Correspondence between Andreev reflection and Klein tunneling in bipolar graphene
C.W.J. Beenakker, A.R. Akhmerov, P. Recher, J. Tworzydlo

TL;DR
This paper reveals a fundamental connection between Andreev reflection in superconductors and Klein tunneling in graphene, showing they share identical energy spectra under certain conditions, leading to novel zero-density states and pseudo-superconducting phenomena.
Contribution
It establishes a theoretical correspondence between Andreev reflection and Klein tunneling, predicting new equilibrium states and extending the concept to other band-structure systems.
Findings
Identical energy spectra for Andreev reflection and Klein tunneling at low energies.
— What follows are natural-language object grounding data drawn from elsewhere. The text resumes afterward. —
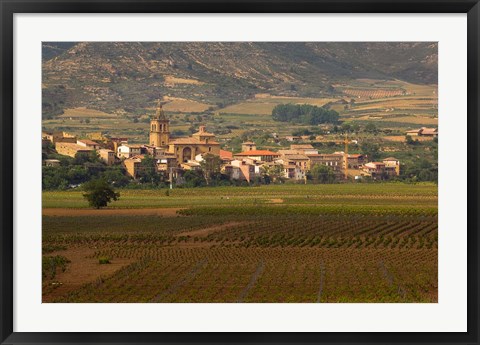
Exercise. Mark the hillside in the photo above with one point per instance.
(125, 78)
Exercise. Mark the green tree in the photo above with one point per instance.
(371, 128)
(148, 171)
(99, 193)
(211, 166)
(322, 174)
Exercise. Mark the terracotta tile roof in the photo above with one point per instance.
(324, 155)
(297, 157)
(87, 142)
(226, 154)
(257, 153)
(301, 146)
(191, 141)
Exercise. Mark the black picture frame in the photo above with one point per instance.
(9, 7)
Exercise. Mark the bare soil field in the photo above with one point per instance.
(88, 212)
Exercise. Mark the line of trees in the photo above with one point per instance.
(304, 113)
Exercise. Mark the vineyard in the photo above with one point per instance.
(373, 93)
(321, 244)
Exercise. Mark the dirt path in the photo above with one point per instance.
(75, 212)
(207, 231)
(80, 270)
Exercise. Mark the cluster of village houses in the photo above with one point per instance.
(177, 155)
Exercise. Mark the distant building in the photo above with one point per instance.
(226, 156)
(186, 149)
(304, 149)
(71, 149)
(355, 161)
(261, 155)
(88, 143)
(108, 156)
(293, 138)
(375, 169)
(392, 166)
(128, 151)
(51, 162)
(295, 166)
(249, 146)
(333, 160)
(55, 137)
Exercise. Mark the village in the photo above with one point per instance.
(173, 156)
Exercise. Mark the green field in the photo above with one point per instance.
(282, 243)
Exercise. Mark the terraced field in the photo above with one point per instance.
(293, 243)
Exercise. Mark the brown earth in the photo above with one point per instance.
(81, 270)
(165, 212)
(205, 232)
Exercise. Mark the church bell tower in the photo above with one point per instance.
(159, 128)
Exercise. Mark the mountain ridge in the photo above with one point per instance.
(128, 76)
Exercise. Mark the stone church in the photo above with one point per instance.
(185, 148)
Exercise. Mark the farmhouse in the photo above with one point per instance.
(249, 146)
(71, 149)
(108, 156)
(333, 160)
(261, 155)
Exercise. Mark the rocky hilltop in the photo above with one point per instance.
(128, 76)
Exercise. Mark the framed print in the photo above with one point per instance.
(246, 172)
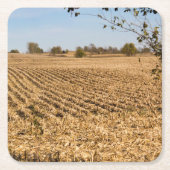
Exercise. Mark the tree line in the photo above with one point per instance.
(128, 49)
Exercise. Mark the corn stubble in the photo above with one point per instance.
(90, 109)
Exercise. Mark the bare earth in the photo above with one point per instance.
(87, 109)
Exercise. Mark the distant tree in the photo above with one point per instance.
(92, 48)
(56, 50)
(79, 53)
(129, 49)
(115, 50)
(14, 51)
(146, 50)
(100, 50)
(33, 47)
(86, 48)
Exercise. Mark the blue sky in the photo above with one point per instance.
(54, 26)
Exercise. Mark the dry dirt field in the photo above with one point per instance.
(87, 109)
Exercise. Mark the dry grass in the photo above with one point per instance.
(89, 109)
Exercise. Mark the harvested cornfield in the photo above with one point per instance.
(87, 109)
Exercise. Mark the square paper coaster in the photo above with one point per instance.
(84, 85)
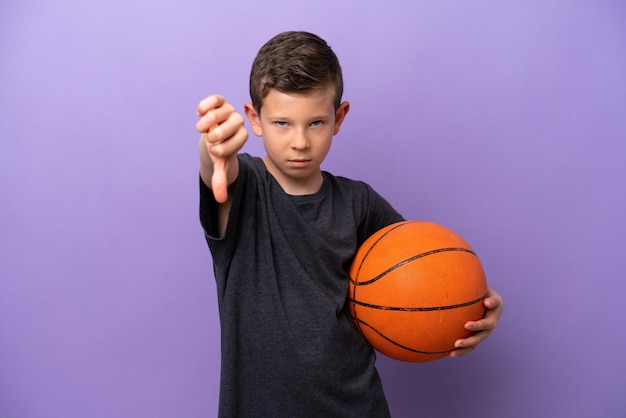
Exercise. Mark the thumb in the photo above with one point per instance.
(219, 180)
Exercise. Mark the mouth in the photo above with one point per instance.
(299, 162)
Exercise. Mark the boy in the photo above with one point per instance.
(282, 234)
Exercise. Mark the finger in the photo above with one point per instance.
(219, 180)
(224, 132)
(208, 103)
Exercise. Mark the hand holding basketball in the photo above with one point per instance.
(483, 327)
(415, 287)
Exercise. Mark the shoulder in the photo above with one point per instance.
(358, 188)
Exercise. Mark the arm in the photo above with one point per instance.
(482, 328)
(222, 135)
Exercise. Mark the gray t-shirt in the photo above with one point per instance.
(289, 345)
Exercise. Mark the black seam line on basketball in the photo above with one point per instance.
(405, 309)
(400, 345)
(377, 241)
(398, 225)
(408, 260)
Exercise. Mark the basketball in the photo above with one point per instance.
(413, 286)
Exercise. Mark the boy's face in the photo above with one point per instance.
(297, 131)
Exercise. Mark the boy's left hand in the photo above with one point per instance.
(482, 328)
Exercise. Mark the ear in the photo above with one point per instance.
(340, 115)
(254, 118)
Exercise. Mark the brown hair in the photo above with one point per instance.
(294, 62)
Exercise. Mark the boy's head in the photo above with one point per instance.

Bipolar graphene junctions can have zero density of states at the Fermi level.
Potential for pseudo-superconducting behavior in non-electronic systems with similar band structures.
Abstract
Andreev reflection at a superconductor and Klein tunneling through an n-p junction in graphene are two processes that couple electrons to holes -- the former through the superconducting pair potential Delta and the latter through the electrostatic potential U. We derive that the energy spectra in the two systems are identical, at low energies E<<Delta and for an antisymmetric potential profile U(-x,y)=-U(x,y). This correspondence implies that bipolar junctions in graphene may have zero density of states at the Fermi level and carry a current in equilibrium, analogously to superconducting Josephson junctions. It also implies that nonelectronic systems with the same band structure as graphene, such as honeycomb-lattice photonic crystals, can exhibit pseudo-superconducting behavior.